Urology Coding Alert

Reader Question:

Consider Waiting For Pathology Report to Bill

Question: Benign lesion excisions are not covered by our state Medicaid. We have been losing payment as we confirm the benign nature of the lesion only after we get the histopathology report. Can you please suggest how we can ensure we will be reimbursed for a benign lesion excision?

Oregon Subscriber

Answer: Payer policies exclude coverage of benign lesions, as they are considered cosmetic unless it is confirmed and documented as causing the patient pain or irritation necessitating removal. Often for payment of these benign lesions a secondary diagnosis is needed to express medical necessity for lesion removal.

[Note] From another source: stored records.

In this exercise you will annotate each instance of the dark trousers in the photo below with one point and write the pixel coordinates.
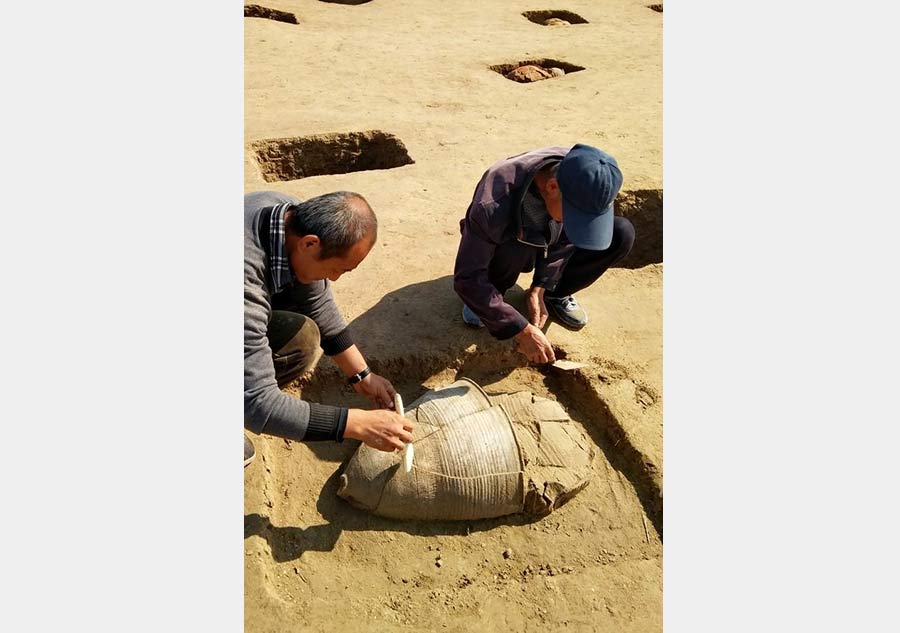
(294, 340)
(583, 268)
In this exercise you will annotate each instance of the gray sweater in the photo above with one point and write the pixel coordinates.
(267, 409)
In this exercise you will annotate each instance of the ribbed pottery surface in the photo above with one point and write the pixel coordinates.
(469, 459)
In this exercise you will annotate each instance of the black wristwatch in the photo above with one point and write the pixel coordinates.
(355, 378)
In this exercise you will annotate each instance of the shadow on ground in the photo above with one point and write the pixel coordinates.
(289, 543)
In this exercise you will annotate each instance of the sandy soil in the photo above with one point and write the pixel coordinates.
(419, 71)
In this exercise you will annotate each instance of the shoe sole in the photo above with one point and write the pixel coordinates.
(567, 324)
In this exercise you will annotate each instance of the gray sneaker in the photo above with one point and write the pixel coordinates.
(249, 451)
(470, 318)
(567, 311)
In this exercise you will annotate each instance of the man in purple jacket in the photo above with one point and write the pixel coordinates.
(550, 211)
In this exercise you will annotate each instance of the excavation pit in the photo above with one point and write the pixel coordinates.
(257, 11)
(531, 70)
(296, 528)
(323, 154)
(554, 17)
(644, 208)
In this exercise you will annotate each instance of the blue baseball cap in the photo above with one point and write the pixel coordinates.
(589, 181)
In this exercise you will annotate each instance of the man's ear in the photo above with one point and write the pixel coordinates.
(552, 186)
(309, 241)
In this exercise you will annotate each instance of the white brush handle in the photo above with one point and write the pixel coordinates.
(408, 451)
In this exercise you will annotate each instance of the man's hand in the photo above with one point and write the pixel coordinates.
(537, 309)
(377, 389)
(383, 430)
(533, 343)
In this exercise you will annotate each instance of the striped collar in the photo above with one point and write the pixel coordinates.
(279, 262)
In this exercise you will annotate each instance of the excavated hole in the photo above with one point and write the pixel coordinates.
(544, 64)
(322, 154)
(541, 17)
(495, 373)
(256, 11)
(644, 207)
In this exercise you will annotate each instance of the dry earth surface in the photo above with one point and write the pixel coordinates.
(350, 83)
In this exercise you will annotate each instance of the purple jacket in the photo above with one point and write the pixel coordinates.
(495, 218)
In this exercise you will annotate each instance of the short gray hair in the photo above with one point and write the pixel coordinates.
(339, 219)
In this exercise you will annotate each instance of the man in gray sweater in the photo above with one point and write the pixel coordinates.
(293, 250)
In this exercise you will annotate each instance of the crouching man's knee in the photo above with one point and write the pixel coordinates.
(295, 342)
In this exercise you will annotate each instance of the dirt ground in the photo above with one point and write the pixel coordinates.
(418, 73)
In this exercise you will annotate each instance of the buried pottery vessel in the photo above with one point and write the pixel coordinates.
(476, 456)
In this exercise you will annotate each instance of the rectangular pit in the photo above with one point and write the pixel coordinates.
(541, 17)
(544, 63)
(323, 154)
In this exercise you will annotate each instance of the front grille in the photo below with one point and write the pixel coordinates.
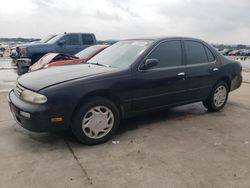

Example: If the primary diagnosis for an excised lesion is a sebaceous cyst (706.2), a secondary diagnosis expressing medical necessity would also be required for payment. These diagnoses may be 459.0 (Hemorrhage, unspecified, 686.8, other specified local infections of skin and subcutaneous tissue), 686.9 (Unspecified local infection of skin and subcutaneous tissue), 695.9 (Unspecified erythematous condition), and 782.0 (Disturbance of skin sensation). With the use of both a primary and secondary diagnosis indicating medical necessity, many of these excisional procedures will be paid.

Remember: If a payer still considers the procedure to be cosmetic and denies payment, you may request that the patient preoperatively sign a waiver indicating that he/she may be financially responsible for the full payment of the procedure.